Senior Data Scientist (RAG + Retrieval Expert)
Who We Are
At Bennett Data Science, we've been pioneering the use of predictive analytics and data science for over a decade for some of the biggest brands and retailers. We're at the top of our field because we focus on delivering actionable AI for our clients. Our deep experience and product-first attitude set us apart from other groups and gets us the business results our clients want.
Why You Should Work With Us
You'll be exposed to a wide range of clients who are at the cutting edge of innovation in their field and get to work on fascinating problems, supporting real products, with real data. We help lots of companies, from some of the largest companies in the world to small startups in Silicon Valley who are building the next big thing.
Expert Mentorship: Direct guidance from senior staff with 20+ years of applied ML experience
Competitive Compensation: Market-rate pay with performance upside
Fully Remote: Work from any location of your choice, on a flexible schedule
Real Impact: Your models go into production and serve real users
The Role:
As a Senior Data Scientist, you will design, build, and deploy RAG systems and other AI solutions that help teams manage land, infrastructure, and stakeholder relationships more effectively. You'll work with large volumes of documents, permits, geospatial records, and stakeholder communications, turning unstructured and semi-structured data into reliable, queryable intelligence.
You'll own projects end-to-end: scoping the problem with internal and client-facing stakeholders, selecting retrieval and generation strategies, building and evaluating pipelines, and iterating on production systems alongside senior data engineers. You'll also contribute to the team's broader ML work: classification, extraction, geospatial modeling, and mentor junior team members as the practice grows.
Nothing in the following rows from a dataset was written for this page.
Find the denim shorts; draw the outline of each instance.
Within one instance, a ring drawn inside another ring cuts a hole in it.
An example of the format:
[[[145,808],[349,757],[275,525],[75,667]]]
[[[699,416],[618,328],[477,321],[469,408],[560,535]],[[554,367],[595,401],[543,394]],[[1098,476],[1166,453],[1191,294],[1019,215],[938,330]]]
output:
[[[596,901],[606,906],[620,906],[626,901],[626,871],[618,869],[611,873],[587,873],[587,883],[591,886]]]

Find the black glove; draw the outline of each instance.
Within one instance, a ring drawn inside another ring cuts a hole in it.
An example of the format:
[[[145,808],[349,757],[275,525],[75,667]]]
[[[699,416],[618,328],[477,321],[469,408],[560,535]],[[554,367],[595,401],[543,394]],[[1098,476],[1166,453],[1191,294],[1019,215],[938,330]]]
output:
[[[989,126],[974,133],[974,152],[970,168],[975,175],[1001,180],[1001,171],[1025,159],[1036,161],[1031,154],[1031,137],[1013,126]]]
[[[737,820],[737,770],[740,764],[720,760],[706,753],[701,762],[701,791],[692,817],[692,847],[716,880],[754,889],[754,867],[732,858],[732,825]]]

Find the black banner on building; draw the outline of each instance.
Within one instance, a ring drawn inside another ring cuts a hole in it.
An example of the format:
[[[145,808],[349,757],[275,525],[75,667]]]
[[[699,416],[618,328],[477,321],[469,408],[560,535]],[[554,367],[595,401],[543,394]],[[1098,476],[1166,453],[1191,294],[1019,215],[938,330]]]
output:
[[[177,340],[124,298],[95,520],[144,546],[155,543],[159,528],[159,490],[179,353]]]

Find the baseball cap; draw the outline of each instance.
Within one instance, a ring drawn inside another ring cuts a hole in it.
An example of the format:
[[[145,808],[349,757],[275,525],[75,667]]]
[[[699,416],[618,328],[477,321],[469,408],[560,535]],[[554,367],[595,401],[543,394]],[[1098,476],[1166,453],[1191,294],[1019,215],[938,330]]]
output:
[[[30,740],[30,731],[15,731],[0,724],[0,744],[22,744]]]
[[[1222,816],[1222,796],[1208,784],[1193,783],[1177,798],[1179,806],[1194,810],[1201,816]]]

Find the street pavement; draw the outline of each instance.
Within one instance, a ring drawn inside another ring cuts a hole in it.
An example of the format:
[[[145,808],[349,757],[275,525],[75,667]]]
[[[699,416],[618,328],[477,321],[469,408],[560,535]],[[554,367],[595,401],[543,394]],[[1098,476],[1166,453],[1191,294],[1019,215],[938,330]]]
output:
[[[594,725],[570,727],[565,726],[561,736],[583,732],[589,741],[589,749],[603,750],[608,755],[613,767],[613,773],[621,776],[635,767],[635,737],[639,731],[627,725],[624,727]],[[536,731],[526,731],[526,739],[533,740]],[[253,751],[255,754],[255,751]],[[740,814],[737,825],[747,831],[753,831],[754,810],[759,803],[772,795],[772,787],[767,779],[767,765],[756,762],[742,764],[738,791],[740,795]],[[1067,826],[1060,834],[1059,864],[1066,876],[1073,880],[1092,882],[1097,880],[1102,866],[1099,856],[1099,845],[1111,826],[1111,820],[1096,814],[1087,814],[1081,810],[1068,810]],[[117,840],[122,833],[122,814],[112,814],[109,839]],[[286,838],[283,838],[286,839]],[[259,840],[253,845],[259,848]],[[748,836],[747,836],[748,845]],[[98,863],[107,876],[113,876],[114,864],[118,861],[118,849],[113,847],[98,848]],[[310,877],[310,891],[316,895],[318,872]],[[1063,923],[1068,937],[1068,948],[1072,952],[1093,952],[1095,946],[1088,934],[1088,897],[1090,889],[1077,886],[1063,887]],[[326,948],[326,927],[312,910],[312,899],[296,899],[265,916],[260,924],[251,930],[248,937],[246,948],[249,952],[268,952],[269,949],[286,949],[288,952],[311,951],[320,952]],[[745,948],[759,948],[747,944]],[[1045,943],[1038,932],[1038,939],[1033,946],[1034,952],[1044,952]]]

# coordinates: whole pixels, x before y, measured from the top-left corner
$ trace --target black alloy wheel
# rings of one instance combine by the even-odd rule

This is a hands-on, senior individual contributor role. You'll need to be as comfortable explaining tradeoffs to a non-technical project manager as you are tuning a reranker or debugging retrieval recall. Client-facing communication is part of the job.
Requirements
A successful candidate has 5+ years of experience in applied data science and machine learning, with deep hands-on expertise in retrieval-augmented generation and a strong statistical foundation. They demonstrate the following:
RAG & Generative AI (Core Focus)
- Proven experience designing, building, and deploying RAG-based systems in production, including chunking strategies, embedding model selection, retrieval tuning, and reranking
- Strong understanding of hallucination mitigation techniques (grounding, citation enforcement, context window management, guardrails) and the ability to articulate tradeoffs across architectures
- Experience evaluating RAG pipeline quality end-to-end: retrieval recall, answer faithfulness, latency, and cost
- Familiarity with vector databases and hybrid search (e.g., Databricks, Pinecone, pgvector, or OpenSearch)
Applied ML & Engineering
- Production ML experience: building, deploying, and maintaining models that serve real users at scale
- Strong Python skills including scikit-learn, pandas, NumPy, and at least one deep learning framework (PyTorch or TensorFlow)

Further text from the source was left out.